Rifle and Loot. Altogether, it was over a $2 million hit to revenue. The pirates had also done a good job of soiling our reputation in the marketplace and plundering some key players. Despite all of the bad acts, the problem was what could you prove? Especially, when discovering fun little tidbits like Eagle performing Barnstormer’s last review and backdating it one year to circumvent the employee agreement. The District Attorney was tied up with drug cases and the criminal fraud charges were not a slam dunk. Civil litigation would probably take a decade with any real proceeds going to attorneys and it was unlikely the pirates had the means to pay. Besides, if it looked like a losing cause, the pirates could simply declare bankruptcy and flee to pillage another state.

Tally and Rally. The foremost responsibility of an Eagle Scout is living with honor. My wife says “it’s just business”. Whatever your faith, forgiveness is not forgetting. Forgiveness is choosing not to let hate or those who have wronged you have power over your life. If you’re a business owner, you likely caught several mistakes in the previous narrative. All of them have been documented and frequently reviewed to never be repeated again. Since the pirates were using our intellectual property and emulating everything in our business, the only choice was to change everything.

Shooting the Gap. What if you changed the model? Instead of pushing layers of unrelated technology products requiring lots of man hours to maintain, what if you eliminated complexity and cost for everyone? Streamlining technology eliminates any motivation to sell hardware or software and bill by the hour. It provides a specialty and niche focus. Midsized organizations in particular appreciated this approach. With a better mission, literally every document, process, system, and motivation was different.

Educate and motivate. It’s great to have new technology, but if people aren’t taught about it then you only get confusion. What if you informed people about how to get things done and not some marketing hype? What if you provided weekly: how to articles, case studies, comparisons, myths, videos, white papers, breaking news, and occasional business stories? The bulk of service providers have no unique blog posts and rarely update their websites, much less provide anything for customers to learn and do for themselves.

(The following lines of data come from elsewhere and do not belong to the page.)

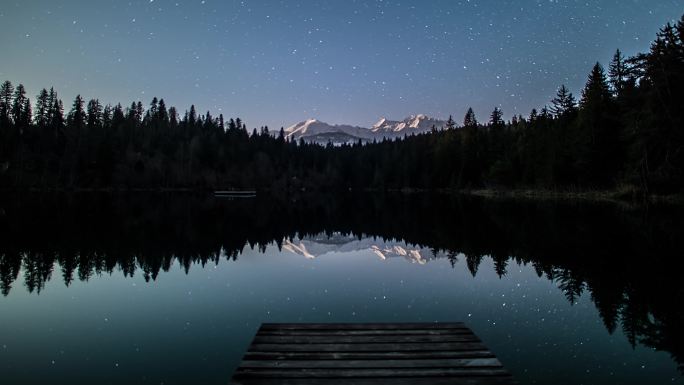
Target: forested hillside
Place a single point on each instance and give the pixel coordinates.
(625, 129)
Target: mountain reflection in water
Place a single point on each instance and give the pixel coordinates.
(624, 259)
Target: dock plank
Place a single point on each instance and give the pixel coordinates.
(369, 353)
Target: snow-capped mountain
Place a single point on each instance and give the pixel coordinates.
(414, 124)
(313, 130)
(321, 245)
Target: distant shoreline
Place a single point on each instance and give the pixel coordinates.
(625, 195)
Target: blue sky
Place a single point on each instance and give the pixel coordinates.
(279, 62)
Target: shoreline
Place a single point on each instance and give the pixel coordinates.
(621, 196)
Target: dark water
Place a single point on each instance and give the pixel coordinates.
(156, 289)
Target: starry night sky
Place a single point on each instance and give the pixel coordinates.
(279, 62)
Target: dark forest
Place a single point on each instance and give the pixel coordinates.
(625, 132)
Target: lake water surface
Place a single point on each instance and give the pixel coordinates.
(157, 289)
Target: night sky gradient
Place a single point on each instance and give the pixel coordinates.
(279, 62)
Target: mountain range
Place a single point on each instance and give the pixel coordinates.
(315, 131)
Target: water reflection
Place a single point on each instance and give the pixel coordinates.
(624, 259)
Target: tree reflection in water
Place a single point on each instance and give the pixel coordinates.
(625, 259)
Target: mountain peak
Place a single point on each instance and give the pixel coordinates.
(314, 130)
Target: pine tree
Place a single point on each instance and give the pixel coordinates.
(77, 116)
(469, 119)
(450, 124)
(18, 113)
(6, 93)
(617, 71)
(94, 114)
(496, 118)
(563, 103)
(42, 118)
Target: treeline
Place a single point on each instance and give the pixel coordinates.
(625, 131)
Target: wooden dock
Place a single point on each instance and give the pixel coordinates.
(360, 354)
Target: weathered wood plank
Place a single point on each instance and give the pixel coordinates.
(337, 339)
(412, 363)
(430, 347)
(357, 326)
(370, 353)
(498, 380)
(367, 332)
(366, 355)
(363, 372)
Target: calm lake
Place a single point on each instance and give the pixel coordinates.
(170, 289)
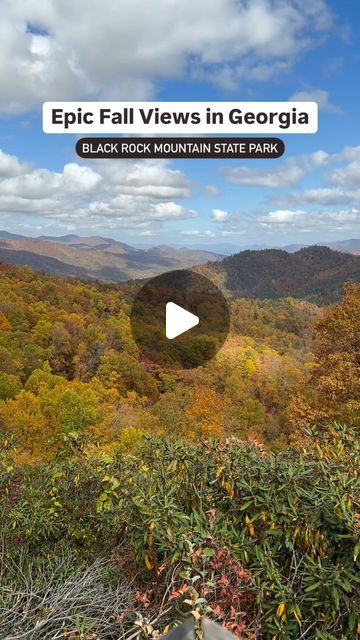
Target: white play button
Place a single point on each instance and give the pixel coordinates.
(178, 320)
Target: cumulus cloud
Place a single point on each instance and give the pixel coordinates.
(218, 215)
(287, 173)
(210, 191)
(198, 233)
(45, 55)
(342, 184)
(284, 221)
(129, 194)
(320, 96)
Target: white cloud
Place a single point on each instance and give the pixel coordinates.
(210, 191)
(218, 215)
(287, 173)
(285, 221)
(118, 50)
(198, 233)
(10, 165)
(316, 95)
(129, 194)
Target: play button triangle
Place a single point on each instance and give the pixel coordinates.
(178, 320)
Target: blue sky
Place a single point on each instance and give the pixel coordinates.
(181, 50)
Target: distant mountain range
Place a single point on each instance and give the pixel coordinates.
(315, 273)
(96, 257)
(228, 248)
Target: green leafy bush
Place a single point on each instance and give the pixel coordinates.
(266, 544)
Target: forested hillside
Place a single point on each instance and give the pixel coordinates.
(133, 497)
(315, 273)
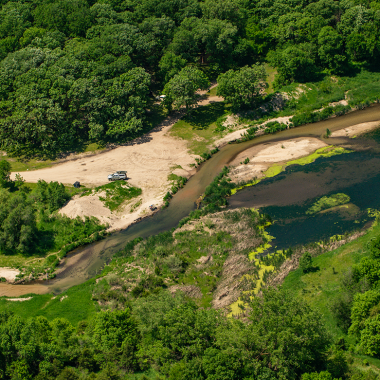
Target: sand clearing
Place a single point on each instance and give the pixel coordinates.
(357, 129)
(148, 161)
(262, 156)
(238, 134)
(19, 299)
(9, 273)
(9, 290)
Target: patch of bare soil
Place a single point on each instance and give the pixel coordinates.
(148, 161)
(189, 290)
(356, 130)
(230, 287)
(291, 264)
(10, 290)
(262, 156)
(9, 273)
(241, 229)
(233, 136)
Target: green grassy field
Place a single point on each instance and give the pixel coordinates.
(75, 304)
(322, 287)
(271, 72)
(200, 128)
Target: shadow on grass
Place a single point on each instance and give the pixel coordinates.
(203, 117)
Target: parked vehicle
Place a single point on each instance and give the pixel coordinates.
(120, 174)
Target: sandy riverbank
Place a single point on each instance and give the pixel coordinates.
(9, 273)
(262, 156)
(148, 161)
(356, 130)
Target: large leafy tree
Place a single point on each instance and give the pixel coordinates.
(181, 89)
(243, 88)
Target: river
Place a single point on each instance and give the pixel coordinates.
(85, 262)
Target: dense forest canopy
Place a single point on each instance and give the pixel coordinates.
(76, 70)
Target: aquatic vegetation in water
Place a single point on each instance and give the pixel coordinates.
(325, 203)
(276, 169)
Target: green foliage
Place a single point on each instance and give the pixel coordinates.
(52, 195)
(181, 89)
(324, 375)
(242, 88)
(306, 262)
(17, 222)
(5, 171)
(294, 63)
(116, 193)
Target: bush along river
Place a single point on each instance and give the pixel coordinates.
(310, 203)
(293, 199)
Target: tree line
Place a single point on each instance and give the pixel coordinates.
(74, 71)
(282, 339)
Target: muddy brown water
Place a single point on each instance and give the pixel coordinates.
(85, 262)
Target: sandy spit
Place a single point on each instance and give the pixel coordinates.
(356, 130)
(233, 136)
(261, 157)
(9, 273)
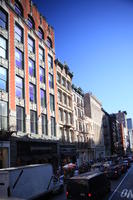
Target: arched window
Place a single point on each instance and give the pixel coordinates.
(18, 8)
(49, 42)
(31, 22)
(40, 33)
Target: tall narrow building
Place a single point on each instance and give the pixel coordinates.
(28, 91)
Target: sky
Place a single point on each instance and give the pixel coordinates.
(95, 39)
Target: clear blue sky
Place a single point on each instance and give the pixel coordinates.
(95, 38)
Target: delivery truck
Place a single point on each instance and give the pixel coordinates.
(28, 182)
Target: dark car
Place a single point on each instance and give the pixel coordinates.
(88, 186)
(127, 162)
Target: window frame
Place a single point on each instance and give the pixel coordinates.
(53, 126)
(3, 48)
(4, 80)
(21, 36)
(30, 61)
(50, 61)
(21, 61)
(52, 103)
(44, 125)
(33, 124)
(5, 22)
(34, 92)
(32, 48)
(21, 128)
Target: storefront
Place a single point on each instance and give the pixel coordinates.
(67, 153)
(4, 154)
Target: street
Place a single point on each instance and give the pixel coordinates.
(121, 189)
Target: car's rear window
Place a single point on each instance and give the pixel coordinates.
(77, 186)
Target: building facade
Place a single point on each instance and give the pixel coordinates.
(28, 91)
(81, 131)
(122, 119)
(93, 110)
(65, 113)
(130, 132)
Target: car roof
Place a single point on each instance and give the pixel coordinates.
(87, 175)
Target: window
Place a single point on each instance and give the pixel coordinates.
(43, 98)
(3, 19)
(33, 122)
(20, 118)
(51, 81)
(69, 118)
(50, 61)
(52, 102)
(31, 22)
(31, 45)
(19, 87)
(42, 75)
(19, 59)
(61, 114)
(44, 124)
(53, 128)
(63, 81)
(59, 96)
(41, 54)
(65, 117)
(69, 101)
(18, 33)
(40, 33)
(3, 48)
(49, 42)
(3, 79)
(65, 99)
(58, 78)
(3, 115)
(18, 8)
(68, 85)
(32, 92)
(31, 67)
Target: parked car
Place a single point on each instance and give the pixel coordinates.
(88, 186)
(127, 162)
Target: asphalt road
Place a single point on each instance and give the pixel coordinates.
(121, 189)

It’s been several years since the marauding of the pirates and they are still around. The pirates were one of Dell’s Small Business Partners of the Year last year and Eagle was the Small Business Entrepreneur of the area too. You might be surprised as we often send them leads, since phone systems and selling hardware are not our mainline business.

Today our firm is more prosperous than ever. More importantly, we have a better purpose for vetted managed IT services with tremendous staff and stellar customers. When people ask what keeps you motivated, I often say “pirates”.

Sometimes you just need a good story. Yes, this one is true.